Inheritance Tax (IHT) changes and your pension
How pensions are currently treated
At the moment, money held in most UK pension schemes does not usually form part of your estate when you die. This means it is not normally subject to inheritance tax (IHT).
What is changing from April 2027
From 6 April 2027, most unused pension savings and lump‑sum death benefits will be included as part of a person’s estate for inheritance tax purposes. This means that, depending on the overall value of your estate and who you leave benefits to, inheritance tax could apply to pension savings in the future (there are some exceptions where benefits are expected to remain outside the scope of IHT).
A reminder about inheritance tax
Inheritance tax is a tax that may be payable when someone dies, but only if the total value of their estate is above the tax‑free allowance.

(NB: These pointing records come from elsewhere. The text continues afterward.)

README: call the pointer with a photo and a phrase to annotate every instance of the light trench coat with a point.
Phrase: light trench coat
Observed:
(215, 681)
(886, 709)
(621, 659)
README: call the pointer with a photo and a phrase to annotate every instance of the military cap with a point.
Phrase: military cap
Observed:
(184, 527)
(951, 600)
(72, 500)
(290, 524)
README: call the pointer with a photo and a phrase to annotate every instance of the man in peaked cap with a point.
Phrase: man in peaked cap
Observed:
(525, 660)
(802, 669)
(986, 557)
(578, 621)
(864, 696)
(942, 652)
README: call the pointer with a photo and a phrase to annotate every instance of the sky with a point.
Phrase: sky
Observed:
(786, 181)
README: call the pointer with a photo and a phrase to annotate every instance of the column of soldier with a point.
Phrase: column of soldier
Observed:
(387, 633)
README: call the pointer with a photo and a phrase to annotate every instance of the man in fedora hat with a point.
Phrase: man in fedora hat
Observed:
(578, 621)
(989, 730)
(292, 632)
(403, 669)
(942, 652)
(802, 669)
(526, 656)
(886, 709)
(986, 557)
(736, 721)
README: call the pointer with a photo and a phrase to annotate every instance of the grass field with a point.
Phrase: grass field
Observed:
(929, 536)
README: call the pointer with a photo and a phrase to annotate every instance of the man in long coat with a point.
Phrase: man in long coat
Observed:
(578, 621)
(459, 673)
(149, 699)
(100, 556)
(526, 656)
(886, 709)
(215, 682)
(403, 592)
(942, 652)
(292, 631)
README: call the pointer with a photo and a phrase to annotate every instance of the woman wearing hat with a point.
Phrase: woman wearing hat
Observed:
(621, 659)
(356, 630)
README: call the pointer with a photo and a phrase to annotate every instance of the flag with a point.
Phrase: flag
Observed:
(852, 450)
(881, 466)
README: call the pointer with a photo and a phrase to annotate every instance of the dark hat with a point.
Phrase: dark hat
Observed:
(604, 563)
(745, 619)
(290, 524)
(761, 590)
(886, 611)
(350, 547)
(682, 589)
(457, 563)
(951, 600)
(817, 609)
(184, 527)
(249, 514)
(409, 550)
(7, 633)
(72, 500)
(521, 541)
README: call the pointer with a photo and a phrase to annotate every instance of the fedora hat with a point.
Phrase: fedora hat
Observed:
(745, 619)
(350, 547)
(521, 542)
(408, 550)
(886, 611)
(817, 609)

- The current standard IHT allowance is £325,000
- This may be higher if you leave your home to children or grandchildren, or if allowances are transferred between spouses or civil partners
- Assets that move from a person to their legal spouse or civil partner are exempt from IHT
- IHT is usually charged at 40% on the value above the allowance
Your estate includes things like property, savings, and personal belongings. From April 2027, it is expected to also include most unused pension savings and lump‑sum pension death benefits.
What happens next
The government and HM Revenue & Customs have already published initial policy papers and draft proposals, but some practical details are still being finalised, including how inheritance tax will be reported and paid in relation to pensions. We will be considering the implications for benefits that may be paid from the Kimberly-Clark Pension Scheme and will provide further details about this in due course.